In physiological conditions, K+ ions across the body are predominantly distributed in the intracellular space than in the extracellular space, with skeletal muscles and the liver being the largest reservoirs of K+ [7] (Fig. 4B). Despite its small occupancy in the total body fluid, extracellular K+ concentration is usually tightly regulated within a narrow range [2]. This K+ balance is defined as “potassium homeostasis [7]”. Potassium homeostasis is primarily controlled by the ubiquitous sodium-potassium pump (Na+/K+-ATPase), which normally transports K+ ions into the cells, while transporting Na+ ions out of the cells [2, 20] (Fig. 4B). In the present study, intravenous KCl injection immediately increased extracellular K+ concentration and induced typical ECG abnormalities associated with hyperkalemia (Figs. 2 and 3A). However, pre-treatment with insulin, a powerful stimulator of Na+/K+-ATPase activity [2], facilitated a significant shift of extracellular K+ ions into the intracellular space (Fig. 4B). This quickly ameliorated the increase in extracellular K+ concentration and thus accelerated recovery from hyperkalemia-induced ECG abnormalities (Figs. 3B and 4A). Besides insulin, catecholamines are also known to stimulate Na+/K+-ATPase activity [2]. Additionally, in several in vitro studies, hormones, such as triiodothyronine, aldosterone, and glucagon, functionally stimulated Na+/K+-ATPase activity or enhanced its protein expression by increasing mRNA abundance [5, 9, 15, 18, 20]. Concerning the physiological properties of these hormones, they may also be useful in the acute or chronic management of hyperkalemia.
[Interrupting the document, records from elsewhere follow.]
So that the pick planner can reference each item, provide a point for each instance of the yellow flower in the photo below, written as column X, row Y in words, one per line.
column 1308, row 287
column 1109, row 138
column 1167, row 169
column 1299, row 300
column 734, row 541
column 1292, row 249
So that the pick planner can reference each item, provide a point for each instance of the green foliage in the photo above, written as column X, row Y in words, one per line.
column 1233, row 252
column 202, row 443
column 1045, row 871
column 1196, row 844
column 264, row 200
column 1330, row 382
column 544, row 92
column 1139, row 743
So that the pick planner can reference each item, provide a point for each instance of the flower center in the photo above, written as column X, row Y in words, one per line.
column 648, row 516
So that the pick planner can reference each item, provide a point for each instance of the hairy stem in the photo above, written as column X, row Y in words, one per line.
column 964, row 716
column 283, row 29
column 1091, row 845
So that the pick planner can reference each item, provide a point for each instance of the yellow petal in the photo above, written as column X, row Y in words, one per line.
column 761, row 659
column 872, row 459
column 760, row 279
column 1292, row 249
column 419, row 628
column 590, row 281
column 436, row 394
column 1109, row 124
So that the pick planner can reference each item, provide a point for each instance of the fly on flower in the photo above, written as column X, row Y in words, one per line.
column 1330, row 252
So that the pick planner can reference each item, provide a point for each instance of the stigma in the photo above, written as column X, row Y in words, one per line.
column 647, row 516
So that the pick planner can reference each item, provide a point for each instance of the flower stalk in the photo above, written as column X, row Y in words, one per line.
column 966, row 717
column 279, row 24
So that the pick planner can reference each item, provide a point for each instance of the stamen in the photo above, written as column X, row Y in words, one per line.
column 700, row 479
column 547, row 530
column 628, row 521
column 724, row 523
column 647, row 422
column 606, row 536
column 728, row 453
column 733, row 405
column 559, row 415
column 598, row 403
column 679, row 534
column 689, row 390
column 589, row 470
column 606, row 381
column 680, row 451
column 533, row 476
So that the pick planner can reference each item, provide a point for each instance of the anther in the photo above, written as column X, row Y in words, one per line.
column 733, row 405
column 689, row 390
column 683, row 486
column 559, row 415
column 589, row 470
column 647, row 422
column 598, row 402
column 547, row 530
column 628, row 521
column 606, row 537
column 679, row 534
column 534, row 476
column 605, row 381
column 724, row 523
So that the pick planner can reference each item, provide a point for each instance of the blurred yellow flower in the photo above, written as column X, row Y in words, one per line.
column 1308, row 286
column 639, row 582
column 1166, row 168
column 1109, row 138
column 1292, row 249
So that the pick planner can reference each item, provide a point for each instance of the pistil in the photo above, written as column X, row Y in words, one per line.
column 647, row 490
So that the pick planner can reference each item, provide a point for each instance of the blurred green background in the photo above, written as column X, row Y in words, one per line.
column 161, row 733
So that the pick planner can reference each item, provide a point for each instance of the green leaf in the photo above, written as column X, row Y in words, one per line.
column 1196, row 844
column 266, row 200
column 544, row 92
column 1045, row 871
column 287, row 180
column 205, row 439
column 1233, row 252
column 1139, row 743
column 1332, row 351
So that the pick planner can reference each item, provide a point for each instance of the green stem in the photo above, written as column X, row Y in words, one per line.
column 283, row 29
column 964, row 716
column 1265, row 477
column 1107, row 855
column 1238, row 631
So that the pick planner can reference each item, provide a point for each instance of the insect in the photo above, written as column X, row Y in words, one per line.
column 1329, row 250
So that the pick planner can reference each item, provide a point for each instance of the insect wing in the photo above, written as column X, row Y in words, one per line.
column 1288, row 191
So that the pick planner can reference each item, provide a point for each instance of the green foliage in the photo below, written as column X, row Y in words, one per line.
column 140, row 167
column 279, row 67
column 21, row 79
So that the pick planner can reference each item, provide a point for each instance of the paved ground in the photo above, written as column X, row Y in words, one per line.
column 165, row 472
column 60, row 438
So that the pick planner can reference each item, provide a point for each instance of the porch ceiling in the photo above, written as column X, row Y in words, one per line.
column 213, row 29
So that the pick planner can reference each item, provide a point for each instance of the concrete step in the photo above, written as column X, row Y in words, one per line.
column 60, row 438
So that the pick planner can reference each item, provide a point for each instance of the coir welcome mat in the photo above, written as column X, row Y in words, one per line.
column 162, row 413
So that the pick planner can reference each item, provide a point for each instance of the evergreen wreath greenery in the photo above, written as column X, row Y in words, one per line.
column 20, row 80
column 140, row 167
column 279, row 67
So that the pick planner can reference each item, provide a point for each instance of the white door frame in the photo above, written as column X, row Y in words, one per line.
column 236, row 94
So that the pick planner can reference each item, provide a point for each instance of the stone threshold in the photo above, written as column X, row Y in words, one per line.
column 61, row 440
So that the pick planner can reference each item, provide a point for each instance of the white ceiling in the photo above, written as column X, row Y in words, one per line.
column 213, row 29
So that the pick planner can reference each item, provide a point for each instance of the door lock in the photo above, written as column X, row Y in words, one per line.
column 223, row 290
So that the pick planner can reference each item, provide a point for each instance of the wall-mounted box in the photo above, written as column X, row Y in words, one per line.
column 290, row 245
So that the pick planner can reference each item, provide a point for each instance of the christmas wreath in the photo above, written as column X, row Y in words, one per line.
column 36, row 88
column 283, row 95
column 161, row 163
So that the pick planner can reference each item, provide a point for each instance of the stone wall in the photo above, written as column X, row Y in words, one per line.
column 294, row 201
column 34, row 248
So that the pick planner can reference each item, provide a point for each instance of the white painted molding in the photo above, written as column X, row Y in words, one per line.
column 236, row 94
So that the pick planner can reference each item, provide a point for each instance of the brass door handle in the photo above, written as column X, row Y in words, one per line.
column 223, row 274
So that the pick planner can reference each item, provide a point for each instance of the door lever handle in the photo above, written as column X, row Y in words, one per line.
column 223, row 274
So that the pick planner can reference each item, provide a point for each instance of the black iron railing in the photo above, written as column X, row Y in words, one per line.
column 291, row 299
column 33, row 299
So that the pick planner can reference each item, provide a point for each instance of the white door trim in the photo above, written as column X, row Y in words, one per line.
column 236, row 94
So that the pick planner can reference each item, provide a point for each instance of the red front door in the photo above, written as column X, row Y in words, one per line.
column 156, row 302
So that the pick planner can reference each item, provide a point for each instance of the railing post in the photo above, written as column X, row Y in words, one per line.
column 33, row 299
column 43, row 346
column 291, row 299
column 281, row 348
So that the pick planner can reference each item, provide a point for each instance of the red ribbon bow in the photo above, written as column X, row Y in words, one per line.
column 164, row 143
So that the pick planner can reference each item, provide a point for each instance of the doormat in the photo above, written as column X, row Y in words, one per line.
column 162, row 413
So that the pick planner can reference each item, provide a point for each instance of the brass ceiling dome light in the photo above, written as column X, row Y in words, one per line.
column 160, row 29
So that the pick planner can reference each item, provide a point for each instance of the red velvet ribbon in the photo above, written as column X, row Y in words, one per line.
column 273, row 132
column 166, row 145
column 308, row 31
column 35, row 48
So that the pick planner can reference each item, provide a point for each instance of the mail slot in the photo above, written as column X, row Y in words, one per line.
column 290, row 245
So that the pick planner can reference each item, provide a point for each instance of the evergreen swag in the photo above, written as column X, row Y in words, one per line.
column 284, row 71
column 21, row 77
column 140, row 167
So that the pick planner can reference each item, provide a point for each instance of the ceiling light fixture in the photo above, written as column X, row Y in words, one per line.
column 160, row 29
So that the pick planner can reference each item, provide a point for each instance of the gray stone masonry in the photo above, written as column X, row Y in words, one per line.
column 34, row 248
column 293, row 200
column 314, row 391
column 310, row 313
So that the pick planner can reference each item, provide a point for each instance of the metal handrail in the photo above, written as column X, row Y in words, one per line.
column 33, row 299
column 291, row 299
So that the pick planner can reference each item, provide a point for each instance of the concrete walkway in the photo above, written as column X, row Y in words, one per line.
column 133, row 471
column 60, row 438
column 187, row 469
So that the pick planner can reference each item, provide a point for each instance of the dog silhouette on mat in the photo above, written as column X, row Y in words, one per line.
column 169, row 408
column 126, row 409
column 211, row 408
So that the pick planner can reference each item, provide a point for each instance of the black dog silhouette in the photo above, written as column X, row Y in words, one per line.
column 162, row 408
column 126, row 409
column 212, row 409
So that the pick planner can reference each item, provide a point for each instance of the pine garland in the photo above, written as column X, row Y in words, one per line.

In conclusion, by injecting KCl solutions intravenously into bullfrogs, we reproduced typical ECG abnormalities of hyperkalemia in frog hearts. Simultaneous recordings of the cardiac action potential enabled us to reveal the mechanisms of hyperkalemia-induced ECG abnormalities. Additionally, pre-treatment with insulin, a powerful stimulator of Na+/K+-ATPase activity, significantly accelerated recovery from the widened QRS complexes in ECG, demonstrating a significant shift of extracellular K+ ions into the intracellular space.

POTENTIAL CONFLICTS OF INTEREST

The authors have nothing to disclose.